An inspector tasked with assessing police forces and policing has concluded that in the pursuit of this allegedly "noble and right" end, the Met police have dropped their standards and in some instances accepted applicants that could not competently read or write in English. Some recruits also happened to have significant criminal histories.
Illiterates on patrol
The Guardian reported that former Met Commissioner Dame Cressida Dick and London Mayor Sadiq Khan hammered out a deal in 2021 to ensure that 40% of new recruits came from black and minority communities. This was, in part, reportedly a decision made in response to the death of George Floyd and the BLM riots that ensued in the United States.
Prior to this arrangement, the target for representation on the basis of preferred immutable characteristics had be 19% of the overall force.
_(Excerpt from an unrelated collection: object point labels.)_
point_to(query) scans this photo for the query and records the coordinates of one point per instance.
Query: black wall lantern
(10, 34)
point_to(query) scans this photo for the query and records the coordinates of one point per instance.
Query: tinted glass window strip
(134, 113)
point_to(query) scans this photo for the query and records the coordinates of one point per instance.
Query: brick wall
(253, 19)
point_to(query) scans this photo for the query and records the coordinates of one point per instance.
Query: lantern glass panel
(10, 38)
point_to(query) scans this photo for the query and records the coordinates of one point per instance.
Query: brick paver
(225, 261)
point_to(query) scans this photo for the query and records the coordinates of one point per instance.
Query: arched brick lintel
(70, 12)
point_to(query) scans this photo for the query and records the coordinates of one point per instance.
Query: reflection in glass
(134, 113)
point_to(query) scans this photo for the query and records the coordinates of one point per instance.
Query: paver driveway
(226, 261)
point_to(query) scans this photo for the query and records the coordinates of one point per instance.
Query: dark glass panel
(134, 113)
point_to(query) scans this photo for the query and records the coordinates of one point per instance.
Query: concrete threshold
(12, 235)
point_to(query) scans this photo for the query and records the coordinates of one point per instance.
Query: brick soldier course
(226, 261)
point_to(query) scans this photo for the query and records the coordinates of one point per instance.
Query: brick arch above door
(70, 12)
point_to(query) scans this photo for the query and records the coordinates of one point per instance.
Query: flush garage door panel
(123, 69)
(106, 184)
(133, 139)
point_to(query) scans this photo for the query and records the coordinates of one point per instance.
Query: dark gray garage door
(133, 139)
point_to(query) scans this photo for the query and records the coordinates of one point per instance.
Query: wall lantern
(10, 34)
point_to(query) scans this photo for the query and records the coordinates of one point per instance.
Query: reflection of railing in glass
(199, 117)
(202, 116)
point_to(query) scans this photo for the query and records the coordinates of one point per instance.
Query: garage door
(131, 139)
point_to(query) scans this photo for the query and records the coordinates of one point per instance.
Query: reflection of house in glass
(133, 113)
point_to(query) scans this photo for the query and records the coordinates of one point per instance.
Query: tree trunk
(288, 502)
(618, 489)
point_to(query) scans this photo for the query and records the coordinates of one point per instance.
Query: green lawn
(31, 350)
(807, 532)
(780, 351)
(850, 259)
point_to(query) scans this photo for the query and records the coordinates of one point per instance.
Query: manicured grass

At the time the arrangement was made, 15.4% of the force was black, Asian, and minority ethnic, or what English authorities lump together as "BAME."
Khan's administration suggested that the initiative was "generational," constituting "the most significant changes to policing and black communities since the Macpherson report."
Former Rear Admiral Matt Parr, a submariner turned inspector with His Majesty's Inspectorate of Constabulary, told the Telegraph, "Everyone is trying to do the right thing here and they are all acting from noble motives by and large, but the upshot is they are taking too much risk with people, and where they are taking risk — and I would support them in taking risk — they are not managing it properly as well."
Parr indicated that recruiters are "taking a risk" on minorities with criminal pasts, but suggested that is not the greater concern. The greater concern is the anecdotal evidence suggesting that in the pursuit of greater diversity, the force has apparently ended up lowering its recruitment standards to onboard persons "functionally illiterate in English" — officers incapable of properly writing up a crime report.
Parr appears at pains to note the failure of this initiative so far, given that he regards it as essential that London — "which will likely be a minority white city in the next decade or so — should not be policed by an overwhelmingly white police force."
According to Parr, for London police to have too many of one racial group, regardless of their competence, is "clearly wrong ... from a legitimacy point of view, and from an appearances point of view."
Notwithstanding this shared desire to reduce the relative number of white people on the police force in England's capital city, Parr suggested that dropping standards to achieve that goal will prove troublesome.
"We have a risk of recruiting the wrong people," he said, highlighting how the new Met commissioner, Mark Rowley, reportedly indicated his desire to "dial down the requirement to meet those targets."
Bobbies from both sides of the bars
The Inspectorate of Constabulary issued a report in November revealing some of the ways that recruiters have apparently dialed down the requirements to meet targets.
Inspectors found applicants who had received vetting clearance despite having previously committed robberies, indecent exposure, DUIs, and domestic abuse-related assaults. There was reportedly little indication that recruiters took into account the possible seriousness of the offenses.
For example, one applicant who passed the recruiters' vetting had previously exposed his genitals to a female victim on numerous occasions, masturbating before her in at least one instance.
Another would-be cop had previously knocked over and robbed an 80-year-old woman. Again, he received vetting clearance.
The inspector's report also found that a number of applicants were cleared despite having close ties to organized criminal groups.
Identity politics apparently has also prevented molesters from being relieved of duty.
The inspector's report noted that a police officer had engaged in improper sexual touching of a member of the public as well as of junior officers. There were, in response, multiple complaints.
The offending officer then applied to transfer to another location. Despite knowing about the allegations, the chief constable at the second location cleared the transfer "on the grounds that accepting the transferee would make the force more diverse" — a decision in which the report's authors suggested "undue weight [was given] to diversity considerations at the expense of an objective assessment of the facts."